É-me muito difícil fazer uma escolha. Tudo depende dos interesses dos leitores, das temáticas a que são mais sensíveis. Respondo, mesmo assim, baseando-me nas reações que tenho recebido. O primeiro texto da série (sobre “as excelências do bremontismo”) creio ser o pontapé de saída obrigatório, por dar o tom de toda a coletânea. Dali por diante, a ordem fica à escolha dos leitores. Creio que a diversidade oferece bastante para cada um optar pelo que o toca mais de perto. A expectativa, claro, é que depois de ler uns quantos capítulos queira aventurar-se pelos outros.
Os leitores do JL já conhecem, aliás, alguns destes textos…
Claro que sim. Oito dos 28 textos do livro foram antes publicados no JL, alguns logo nos primeiros números do jornal. Já ninguém se lembra deles e muita gente mais jovem nunca os enxergou. Só não publiquei mais no JL porque muitos excedem em dimensão as normas dos jornais de hoje. (No início, o jornal aceitava artigos de grande extensão, o que agora nos parece algo verdadeiramente estranho e insuportável. Mas há 35 anos era assim.)
Há uma questão de fundo que ressalta nas páginas do seu livro: uma crítica à Universidade e às Humanidades.
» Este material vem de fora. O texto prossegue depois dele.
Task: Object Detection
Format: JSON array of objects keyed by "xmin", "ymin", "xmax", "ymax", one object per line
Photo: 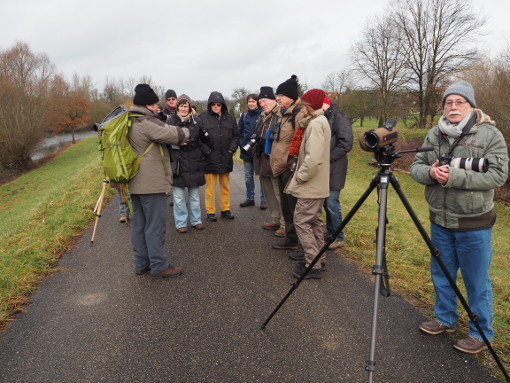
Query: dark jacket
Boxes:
[
  {"xmin": 324, "ymin": 104, "xmax": 353, "ymax": 190},
  {"xmin": 197, "ymin": 92, "xmax": 240, "ymax": 174},
  {"xmin": 238, "ymin": 107, "xmax": 262, "ymax": 161},
  {"xmin": 253, "ymin": 103, "xmax": 279, "ymax": 177},
  {"xmin": 167, "ymin": 113, "xmax": 210, "ymax": 188}
]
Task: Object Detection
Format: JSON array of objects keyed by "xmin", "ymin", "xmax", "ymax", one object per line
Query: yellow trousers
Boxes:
[{"xmin": 204, "ymin": 173, "xmax": 231, "ymax": 214}]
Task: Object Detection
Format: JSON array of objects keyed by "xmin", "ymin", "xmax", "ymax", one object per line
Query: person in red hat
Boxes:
[{"xmin": 284, "ymin": 89, "xmax": 331, "ymax": 279}]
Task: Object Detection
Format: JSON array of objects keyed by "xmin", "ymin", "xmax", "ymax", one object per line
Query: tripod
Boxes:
[
  {"xmin": 261, "ymin": 147, "xmax": 509, "ymax": 383},
  {"xmin": 91, "ymin": 179, "xmax": 109, "ymax": 244}
]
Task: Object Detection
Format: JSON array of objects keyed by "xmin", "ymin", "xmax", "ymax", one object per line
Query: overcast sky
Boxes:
[{"xmin": 1, "ymin": 0, "xmax": 508, "ymax": 101}]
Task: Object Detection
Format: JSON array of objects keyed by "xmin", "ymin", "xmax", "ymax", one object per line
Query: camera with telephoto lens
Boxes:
[
  {"xmin": 359, "ymin": 118, "xmax": 398, "ymax": 152},
  {"xmin": 439, "ymin": 154, "xmax": 489, "ymax": 173}
]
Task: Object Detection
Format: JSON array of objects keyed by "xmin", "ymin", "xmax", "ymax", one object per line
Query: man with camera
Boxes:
[
  {"xmin": 270, "ymin": 75, "xmax": 302, "ymax": 250},
  {"xmin": 410, "ymin": 81, "xmax": 509, "ymax": 354}
]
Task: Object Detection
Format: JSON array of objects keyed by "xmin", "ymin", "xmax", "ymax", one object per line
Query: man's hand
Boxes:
[{"xmin": 429, "ymin": 160, "xmax": 450, "ymax": 184}]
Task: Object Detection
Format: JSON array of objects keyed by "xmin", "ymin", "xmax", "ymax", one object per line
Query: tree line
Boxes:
[{"xmin": 1, "ymin": 0, "xmax": 508, "ymax": 172}]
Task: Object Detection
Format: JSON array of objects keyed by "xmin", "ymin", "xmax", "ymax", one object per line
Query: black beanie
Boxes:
[
  {"xmin": 165, "ymin": 89, "xmax": 177, "ymax": 99},
  {"xmin": 133, "ymin": 84, "xmax": 159, "ymax": 106},
  {"xmin": 276, "ymin": 74, "xmax": 298, "ymax": 100},
  {"xmin": 259, "ymin": 86, "xmax": 276, "ymax": 100}
]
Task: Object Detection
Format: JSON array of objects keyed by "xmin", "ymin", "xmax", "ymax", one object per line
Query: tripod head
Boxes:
[{"xmin": 372, "ymin": 145, "xmax": 435, "ymax": 169}]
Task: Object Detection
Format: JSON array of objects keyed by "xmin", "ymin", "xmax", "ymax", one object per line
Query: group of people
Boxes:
[
  {"xmin": 124, "ymin": 78, "xmax": 508, "ymax": 355},
  {"xmin": 124, "ymin": 75, "xmax": 354, "ymax": 282}
]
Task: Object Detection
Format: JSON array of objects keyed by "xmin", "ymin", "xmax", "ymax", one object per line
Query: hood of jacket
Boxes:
[{"xmin": 207, "ymin": 91, "xmax": 227, "ymax": 114}]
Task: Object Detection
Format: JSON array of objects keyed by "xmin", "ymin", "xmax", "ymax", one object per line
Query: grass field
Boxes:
[{"xmin": 0, "ymin": 124, "xmax": 508, "ymax": 378}]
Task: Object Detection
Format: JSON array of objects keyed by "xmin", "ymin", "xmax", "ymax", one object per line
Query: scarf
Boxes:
[
  {"xmin": 438, "ymin": 110, "xmax": 475, "ymax": 143},
  {"xmin": 288, "ymin": 127, "xmax": 304, "ymax": 157}
]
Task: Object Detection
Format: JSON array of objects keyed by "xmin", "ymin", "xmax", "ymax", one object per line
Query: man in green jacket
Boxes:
[
  {"xmin": 410, "ymin": 81, "xmax": 508, "ymax": 354},
  {"xmin": 128, "ymin": 84, "xmax": 189, "ymax": 279}
]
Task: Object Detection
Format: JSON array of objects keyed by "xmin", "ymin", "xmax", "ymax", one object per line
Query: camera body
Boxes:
[{"xmin": 360, "ymin": 118, "xmax": 398, "ymax": 152}]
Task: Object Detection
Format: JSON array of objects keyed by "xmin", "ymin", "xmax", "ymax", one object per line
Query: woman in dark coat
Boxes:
[
  {"xmin": 168, "ymin": 94, "xmax": 211, "ymax": 232},
  {"xmin": 197, "ymin": 91, "xmax": 240, "ymax": 221}
]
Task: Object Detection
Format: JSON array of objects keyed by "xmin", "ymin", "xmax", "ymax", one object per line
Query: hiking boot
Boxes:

Absolutamente. A Universidade (generalizo, reconheço) como que abdicou do seu papel de formadora de base e hoje distrai-se ensinando superficialidades, sob o pretexto de que o novo ensino torna os alunos empregáveis. Deixou de ensiná-los a pensar, algo que se consegue através de um aturado e profundo treino em leitura e, sobretudo, na escrita. Esta última é, de longe, a melhor maneira de fazer alguém pensar criticamente. As Humanidades servem, ou deveriam servir, sobretudo para isso, mas hoje parece que se ensina tudo, justamente menos isso. O resultado é a superficialidade que por aí campeia, sem por isso deixar de se apresentar bem sonante. Meia dúzia de banalidades revestidas de jargão científico transformam qualquer um em perito encartado.
Não resistiu a deixar escapar o humor.
Claro que não. Há situações em que apenas parece restar-nos expô-las ao ridículo. Há quem prefira ignorá-las e há quem opte por recorrer ao sarcasmo. Eu dou-me ao trabalho pedagógico de tentar demonstrar nelas o vazio, a ignorância e, sobretudo, a arrogância e a presunção, se é o caso. Desconstruir parágrafos com um sorriso e revelar-lhes o oco parece-me a melhor maneira de lhes dar resposta.